Zurück in Emilys Zimmer half Schwester Schmidt dem Mädchen ins Bett und kündigte an, dass sie ihr das Frühstück bringen würde. Emily sah erschöpft aus. Schrecklich erschöpft. Die schweren Verletzungen mussten ihren Körper schwächen und die Anstrengung, die der Kampf an der Tür von ihr abverlangt hatte, hatte ihr vermutlich den Rest gegeben. Ebenso wie die darauffolgende Panik, etwas falsch gemacht zu haben. Und die Angst, die sie während jeder Minute außerhalb ihres Zimmers verspürt hatte.

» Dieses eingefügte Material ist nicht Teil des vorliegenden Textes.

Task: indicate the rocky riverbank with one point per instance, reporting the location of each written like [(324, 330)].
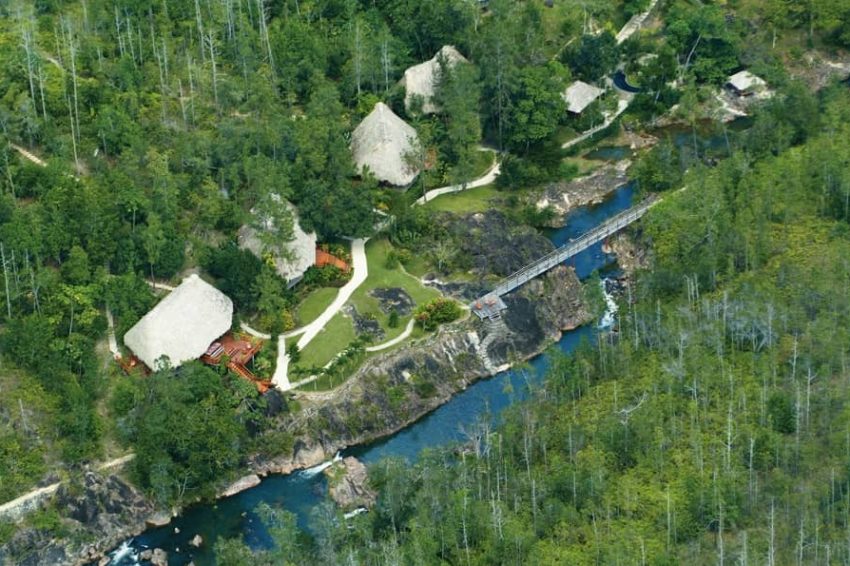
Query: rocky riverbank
[(385, 395), (391, 391), (563, 197), (99, 511)]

Noch immer empfand Julia das dringende Verlangen, Emily in den Arm zu nehmen und sie zu trösten. Ihr magerer, zerbrechlicher Körper schrie geradezu danach, von einer liebevollen Umarmung vor allem Bösen bewahrt zu werden. Doch Julia wollte dem Mädchen nicht noch mehr zumuten. Der Morgen hatte ihr schon viel zu viel abverlangt. Und all das, nachdem sie noch gestern Abend nur um ein Haar dem Tod entkommen war.

Dass Emily überhaupt noch ihre Augen offenhalten konnte, grenzte an ein Wunder. Aber das lag vermutlich einzig und allein an ihrer angsterfüllten Wachsamkeit. Die Kleine kam keine Sekunde zur Ruhe. Nicht, solange sie nicht alleine im Raum war. Doch Julia hatte sich vorgenommen, für das Frühstück zu bleiben. Sie hatte gehört, dass Emily gestern den ganzen Tag nichts gegessen hatte. Falls sie noch länger das Essen verweigerte, würde man sie bald künstlich ernähren müssen. Das wollte Julia verhindern. Sie wollte dafür sorgen, dass Emily aß – auch wenn sie keine Ahnung hatte, wie sie das anstellen sollte. Aber Emily musste etwas zu sich nehmen. Andernfalls würde sie von Tag zu Tag schwächer werden, bis keine andere Wahl mehr blieb, als sie gegen ihren Willen zu ernähren.

Betroffen beobachtete Julia das Mädchen, wie sie leise ein und aus atmete. Ihr schien nur allzu bewusst zu sein, dass sie nicht alleine war, denn ihr Körper rührte sich nicht. Sie war angespannt, hatte Angst. Als sie hörte, dass die Tür geöffnet wurde, schnellte ihr Blick sofort in die Richtung und ihr Körper zuckte unter der weißen Bettdecke zusammen.

Schwester Schmidt kam herein und brachte das Frühstück. Sie schob den Tisch über Emilys Bett und stellte das Tablett dort ab. Julia bedankte sich und bat die Krankenschwester, wieder zu gehen.

„Ich werde mich darum kümmern", meinte sie und Frau Schmidt nickte verständnisvoll.

„Guten Appetit", wünschte sie Emily mit einem freundlichen Lächeln, ehe sie sich zurückzog.

Dann war Julia wieder mit Emily alleine.

~

Wieder hatten sie mir Essen gebracht. Sie nannten es Frühstück, aber ich kannte das Essen nicht.

Eigentlich wollte ich nur noch schlafen. Ich war so schrecklich müde. Doch die Frau mit dem Namen Julia war noch hier. Und solange sie hier war, durfte ich nicht schlafen. Das war unhöflich.

Besorgt sah ich von dem Teller vor mir zu der Frau. Sie lächelte mich an.

„Das ist für dich", erklärte sie. „Dein Frühstück."